Parents, please be advised that the following story contains frank, adult discussion about Santa. (Whatever the experts say, we’re not taking any chances with putting ourselves on the naughty list.)
Is it time for parents to toss Santa’s “naughty or nice” list?
In many homes, kids are on their best behavior, hoping they don’t land on the wrong side of Santa Claus’ holiday list. It’s a challenge embraced by children and enforced by exhausted parents (and Elf on the Shelf) who are thin on patience by the end of the year.
Some mental health experts, however, say characterizing children as “good” or “bad” on a list can limit personal growth and inflict shame, sometimes for developmentally appropriate behavior. They also say imposing a “naughty or nice” list doesn’t produce a desired outcome.
“We want to steer kids toward kind behavior but we don’t always have the tools,” Chazz Lewis, a parent and teacher coach in North Carolina, tells TODAY.com. “So we repeat what we learned as kids and sometimes those lessons are based in fear or manipulation.”
Lewis explained more on Instagram: “Labeling kids is unhelpful at best and psychologically harmful at worst,” he said in a video. “It constricts this human being into a box that is hard to break out of. Two: It’s manipulation.

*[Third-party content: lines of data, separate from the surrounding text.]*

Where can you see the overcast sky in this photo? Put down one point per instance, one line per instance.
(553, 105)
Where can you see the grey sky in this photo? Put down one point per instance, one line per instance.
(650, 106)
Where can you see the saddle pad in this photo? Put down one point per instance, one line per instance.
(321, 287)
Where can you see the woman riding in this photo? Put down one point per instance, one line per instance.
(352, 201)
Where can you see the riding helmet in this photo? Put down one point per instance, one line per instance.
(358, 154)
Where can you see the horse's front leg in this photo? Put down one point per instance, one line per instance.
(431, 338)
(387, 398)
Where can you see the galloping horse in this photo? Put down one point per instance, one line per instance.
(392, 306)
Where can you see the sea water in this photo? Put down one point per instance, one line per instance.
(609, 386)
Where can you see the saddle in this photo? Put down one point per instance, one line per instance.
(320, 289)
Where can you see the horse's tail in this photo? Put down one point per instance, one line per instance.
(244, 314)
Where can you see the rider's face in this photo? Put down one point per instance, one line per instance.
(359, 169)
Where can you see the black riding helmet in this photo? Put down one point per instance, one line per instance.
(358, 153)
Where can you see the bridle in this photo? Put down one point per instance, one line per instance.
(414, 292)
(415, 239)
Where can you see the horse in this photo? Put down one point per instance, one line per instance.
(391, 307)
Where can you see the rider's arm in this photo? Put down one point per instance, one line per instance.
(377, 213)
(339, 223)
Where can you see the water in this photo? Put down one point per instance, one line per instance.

If we value the Christmas magic like we say we do, we would avoid adding manipulation to the season.”
The educator added in the video, “What determines the amount and the quality of presents that a child gets is not based off of their mortality — it’s based off the wealth of the family.” Due to the “naughty or nice” tradition, he said, children in lower-income families may sadly believe they are “bad.” Santa, he concluded, should not be modeled as the “morality police.”